Want to Lose Weight? How to Overcome the Obstacles

If you’re overweight and out of shape, working on your wellbeing isn’t easy. In fact, the difficulties you face as an overweight person can put you off even trying for better wellness in the first place. The obstacles to your weight loss are both mental and physical, and challenge you in every possible way. However, Fitness and Behaviour Expert Dean Anderson asserts that these obstacles are well-worth facing.


According to Anderson, ‘These obstacles are not just obstacles to exercise—they are the same challenges that stand between you and the life you want for yourself. If you can find a way to meet these challenges head-on now, by being successful at making exercise a part of your daily life, you’ll have self-management skills and the confidence you need to handle just about anything else life might throw at you. Exercise can help you shed pounds, and a lot of other unwanted baggage as well. Sounds pretty dramatic, considering we’re just talking about exercise, doesn’t it? But it’s true—at least it was for me.’
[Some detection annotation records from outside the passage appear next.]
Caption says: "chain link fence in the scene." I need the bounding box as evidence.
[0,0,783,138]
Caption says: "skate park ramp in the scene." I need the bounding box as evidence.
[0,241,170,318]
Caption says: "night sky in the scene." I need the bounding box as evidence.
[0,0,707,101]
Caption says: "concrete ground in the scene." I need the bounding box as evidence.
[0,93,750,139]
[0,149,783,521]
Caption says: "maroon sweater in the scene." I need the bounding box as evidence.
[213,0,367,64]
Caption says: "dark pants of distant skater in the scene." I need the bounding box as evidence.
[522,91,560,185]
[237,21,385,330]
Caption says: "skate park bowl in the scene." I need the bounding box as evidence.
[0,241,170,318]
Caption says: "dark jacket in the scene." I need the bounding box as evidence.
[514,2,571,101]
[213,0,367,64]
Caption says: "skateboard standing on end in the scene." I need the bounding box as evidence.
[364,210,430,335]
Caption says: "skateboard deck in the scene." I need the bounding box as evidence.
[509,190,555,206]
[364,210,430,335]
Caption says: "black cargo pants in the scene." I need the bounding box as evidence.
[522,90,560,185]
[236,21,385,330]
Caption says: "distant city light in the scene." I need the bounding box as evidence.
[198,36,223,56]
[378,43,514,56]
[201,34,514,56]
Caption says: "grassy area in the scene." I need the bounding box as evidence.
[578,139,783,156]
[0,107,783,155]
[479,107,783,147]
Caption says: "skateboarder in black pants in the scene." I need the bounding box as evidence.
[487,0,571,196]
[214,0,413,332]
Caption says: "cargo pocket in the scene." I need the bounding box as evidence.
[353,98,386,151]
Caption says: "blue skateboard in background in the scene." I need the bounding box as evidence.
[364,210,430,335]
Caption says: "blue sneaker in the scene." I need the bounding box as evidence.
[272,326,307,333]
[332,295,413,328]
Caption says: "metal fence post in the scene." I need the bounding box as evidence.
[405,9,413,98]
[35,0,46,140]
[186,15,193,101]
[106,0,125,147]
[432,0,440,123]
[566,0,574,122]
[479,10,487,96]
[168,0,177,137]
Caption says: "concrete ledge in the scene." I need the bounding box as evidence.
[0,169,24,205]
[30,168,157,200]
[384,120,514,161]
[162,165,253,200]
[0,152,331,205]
For Anderson, trying to reduce his 370-pound size was a wake up call, revealing all the parts of himself that had got him into the mess he was in in the first place: ‘The part that had become an expert in excuse-making, procrastination, and rationalization; the part that relied on food and eating to manage feelings; the part that was afraid of what other people might think about me; the part of me that didn’t think I had what it took to lose weight (or do much of anything else); the part of me that was terrified of what might happen if I actually succeeded and no longer had my physical limitations to use as an excuse for avoiding intimate relationships, challenging work, and other anxiety-provoking situations; and yes, even the part that just plain liked sitting on the couch with a bag of chips a lot more than all the huffing and puffing and discomfort of exercise.’


If that sounds familiar, and you want to do something to change those parts about yourself, let’s take a look at some of the challenges you might face, and how you can overcome them to get off to a safe yet effective start with your weight loss:


1. Safety: Anderson points out, ‘One of the biggest mistakes people commit is making assumptions about what they can’t do without checking with someone who knows how to determine that. You may have physical problems, ranging from medical conditions that impose unavoidable limitations on what you can do, to the typical after-effects of years of obesity and a sedentary lifestyle, such as chronic inflexibility, weakness, and muscle pain. These problems may rule out one kind of exercise or another. But it would be unusual if there is truly nothing you can do.’ So what can you do? First of all, take a trip to see your doctor and get a medically approved exercise prescription. This means you’ll have something concrete to tell you what you can and can’t do. You should take this prescription to a personal trainer, and between these two sources, you should get ideas to start safely.


2. Finding a good place to start: Some movements are difficult for overweight people to achieve, especially if they involve getting up off the floor quickly or bending in a certain way. Then you have gym equipment that’s too tight a squeeze for comfort, and the soreness and cramping that comes with even simple activities like walking. Anderson notes, ‘Almost every exercise can be modified so you can do it (or something like it) in a way that meets your needs and present capacities…Chair exercises allow you to do many strength and stretching exercises that otherwise would have to be done on the floor or standing.’ You can also take water aerobics classes and/or do your walking in a swimming pool.